Creating Custom Email Queries
Pages: 1, 2
Understanding the Job Ahead
If I've learned one thing, it's that you should never remove somebody else's code from an existing application. Adding new source code is a safer technique; I've found that I can still do what I want and avoid the monumental effort of understanding somebody else's work. It also makes it much easier to port my work to newer versions of the application.
You can do two things to help understand how DBmail works:
- Create an entity relationship diagram for the PostgreSQL database.
- Configure PostgreSQL to echo SQL commands to syslog and see what's going on.
An entity relationship diagram, or ERD, is a graphical representation of the database. An ERD typically shows the column names, their data types, and the relationships between the tables through the use of foreign keys.
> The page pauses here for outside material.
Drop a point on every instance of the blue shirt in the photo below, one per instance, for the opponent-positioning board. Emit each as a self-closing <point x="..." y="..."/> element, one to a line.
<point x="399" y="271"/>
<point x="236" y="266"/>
Figure 2 shows the ERD for the DBmail/PostgreSQL database.

Figure 2. Entity relationship diagram
for the email database imap_mail
The easiest way to obtain the ERD is to use the psql client to
read the relationships between the tables using the meta command
\d. Figure 3 shows a screenshot of the table description for
messages.

Figure 3. Using psql to obtain a table
description
I need to work with only a few of the DBmail tables: mailboxes,
messages, and messageblks.
PostgreSQL provides you the ability to record all SQL statements via the
syslog daemon. To invoke it, adjust the data cluster's configuration file
postgresql.conf by inserting the following lines:
syslog = 2
syslog_facility = 'LOCAL0'
syslog_ident = 'postgres'
log_statement = true
log_timestamp = true
The changes take effect once you've reloaded the service:
% /etc/init.d/postgresql reload
The DBmail error message levels are configured in the "dbmail.conf" file. Syslog places them in the mail log files ie:
/var/log/mail.warn/var/log/mail.err/var/log/mail.log
You can read the syslog files using tail and
grep:
% tail -n 100 /var/log/messages | grep postgres
The Hacks
The biggest challenge was understanding how DBmail worked; the rest was pretty easy.
Hack 1: Text Searching
This first hack searches all email for the text
roman. Once it finds a message that matches, the hack moves the
message from the INBOX to a subfolder named v_1.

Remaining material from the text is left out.